This book was provided by the publisher in exchange for an honest review.
When Lev Grossman’s The Magicians came out a few years back, I eagerly devoured it. I loved the way it turned fantasy tropes on their ears and made me look at the genre in an entirely new way. The long awaited sequel, The Magician King, doesn’t disappoint despite the long wait. It goes off in an entirely new direction, but it delivers the same thought-provoking tale as its predecessor.

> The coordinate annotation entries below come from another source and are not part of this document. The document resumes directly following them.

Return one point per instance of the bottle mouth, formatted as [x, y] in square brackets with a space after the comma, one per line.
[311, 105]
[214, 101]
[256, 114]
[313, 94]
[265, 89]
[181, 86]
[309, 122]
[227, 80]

(Description nicked from B&N.com.)
“Quentin and his friends are now the kings and queens of Fillory, but the days and nights of royal luxury are starting to pall. After a morning hunt takes a sinister turn, Quentin and his old friend Julia charter a magical sailing ship and set out on an errand to the wild outer reaches of their kingdom. Their pleasure cruise becomes an adventure when the two are unceremoniously dumped back into the last place Quentin ever wants to see: his parent’s house in Chesterton, Massachusetts. And only the black, twisted magic that Julia learned on the streets can save them.”
Those who have read the Narnia novels will easily recognize the basic plot of this book, as it bears strong resemblance to The Voyage of the Dawn Treader. What starts as a simple quest soon blossoms into something deeper and more affecting. Quentin is still much as he was at the end of The Magicians—discontented and idle. It is these defects that lead him to leave behind all that he has gained in the hopes of finding something to inspire him… and inspire him in the way he thought rulership of Fillory would.

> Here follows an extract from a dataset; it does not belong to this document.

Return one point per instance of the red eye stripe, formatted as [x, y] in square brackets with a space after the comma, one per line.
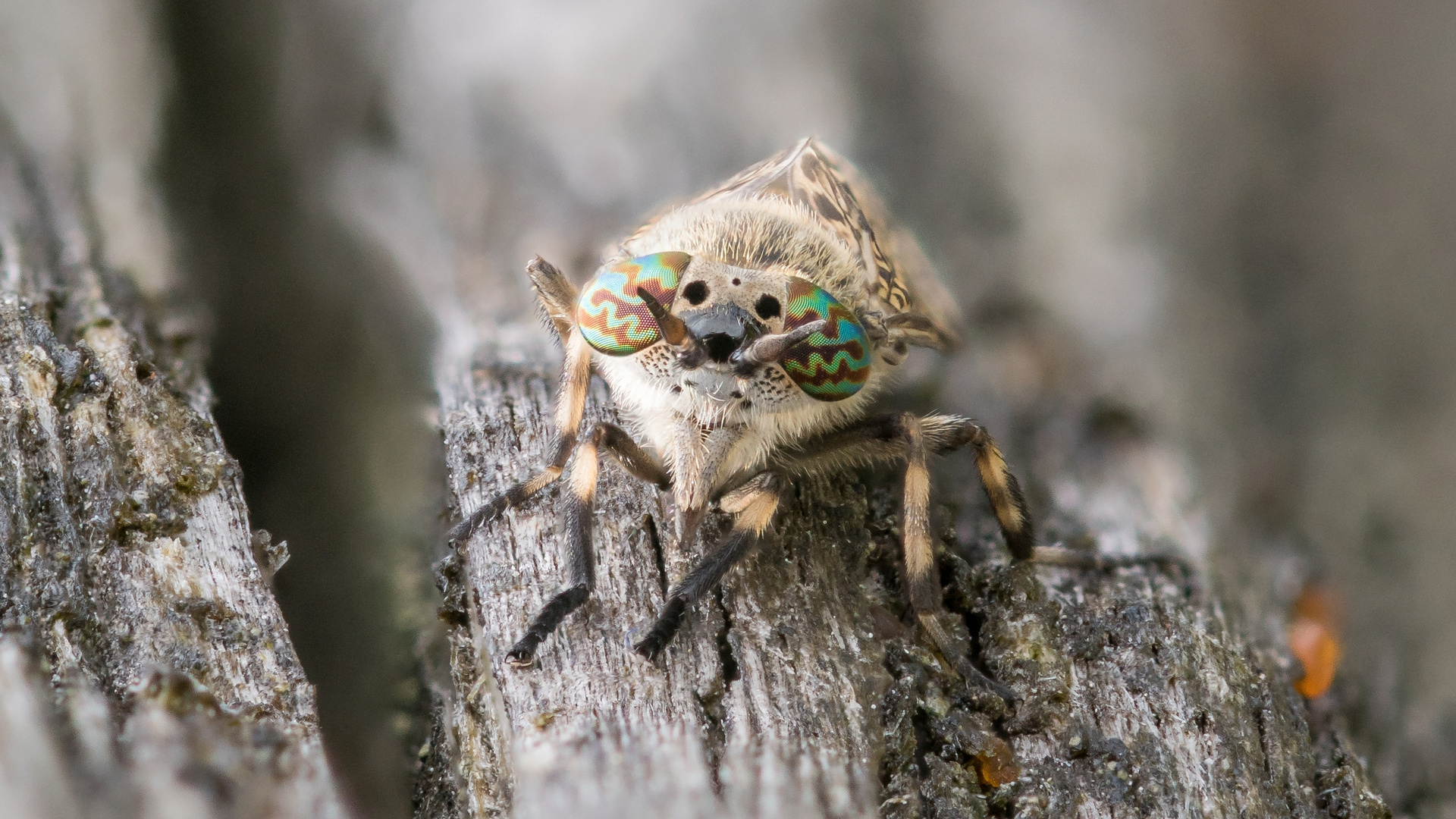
[612, 318]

However, Quentin will learn some hard lessons during his journey, and I am glad that he does a good deal of growing. In this, the middle section of Quentin’s ultimate journey, he gains wisdom at a terrible cost. This story contains punishment for his hubris alongside the triumph of his maturing. It would have been a lesser novel if Quentin hadn’t progressed this far, and given that Grossman is known for overturning fantasy tropes, he could have easily kept Quentin in his state of perpetual immaturity.
But even greater depth is attained by the inclusion of Julia’s story. Her chapters are roughly alternated with Quentin’s, and they provide a stark contrast to his ennui. Julia wasn’t handed magic through instruction and nurturing; rather, she had to fight for every scrap of knowledge that she gained. Watching her story unfold is heart-wrenching, and readers should be prepared for some truly horrible things before she joins the others as the rulers of Fillory. While Quentin had his struggles, Julia had real tribulations.
In many ways, this novel is more complex than The Magicians. Fillory is no longer the fantasy world that turns out to be darker than imagined. It has become multi-layered, with good and evil side by side, mixed with a good quantity of that which is neither. It is a place that both comforts and challenges those within its borders, and its influence is felt far beyond them as well. Since so much of what is written here is allegorical and draws on many of the fantasy traditions even as it subsumes them, it’s a world that is easy to return to. It reminds readers of the best novels of our childhood even as it adds an adult layer to them.
These are characters that I would love to know in person, with all their flaws and triumphs. These are places that I would love to visit in person, with all their horrors and beauties. Lev Grossman’s The Magician King is a novel of depth and wit that stands among the best of this year’s offerings.